Q: I'm in the fortunate position of being able to attempt to fix a problem. Some background: I am more intelligent than average (150+ IQ) and have lived the cliche of someone who gets bored easily and doesn't apply himself. This, plus the necessity of putting my wife through college after I dropped out, means I have been chronically underemployed.
A few years ago, I lucked into a complete change of scene, finished my degree with straight 4.0s and got a job with a real career track. A few people in upper management see my potential and want to help me get promoted, but I've got a few rough edges to smooth out. The largest is my delivery: matter-of-fact to the point of abruptness. I've had it all my life, and it's given me a reputation as a know-it-all.
I've done a lot of soul-searching and have polled my friends and family, who agree I can be condescending. Their advice boils down to "act dumber."

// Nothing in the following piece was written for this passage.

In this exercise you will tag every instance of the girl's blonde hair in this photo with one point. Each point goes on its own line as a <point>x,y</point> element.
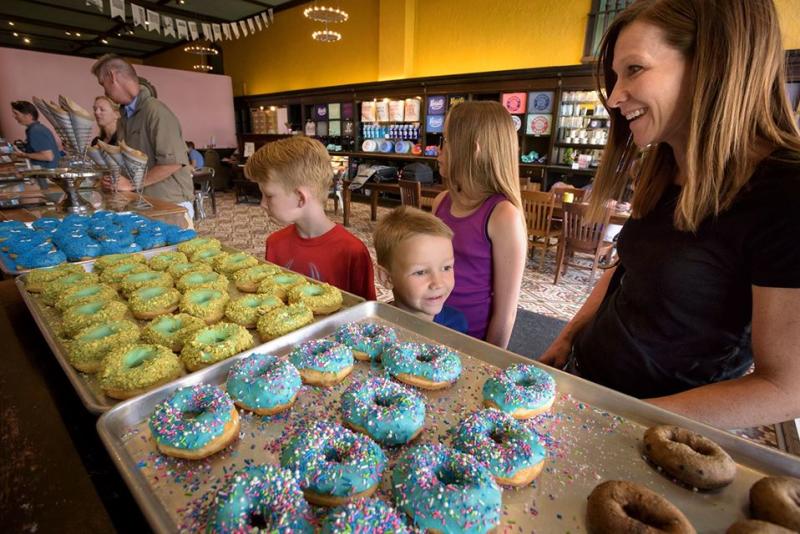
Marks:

Now I've been given an opportunity to help train new employees, and management will be watching to see if I can do so without acting like a "glass bowl." I'm terrified that every time I have to correct someone, I'll cement my reputation and squander this opportunity. Any advice?
A: A glass bowl, maybe, but a reflective glass bowl. There's hope.
Know-it-alls know all the answers, but not when and how to share them. The smartest people I know let others be smart, too — not by "acting dumber" but by being strategically generous.
They ask questions instead of spitting out answers: What do you think? Does anyone have a different idea? What if we tried this instead?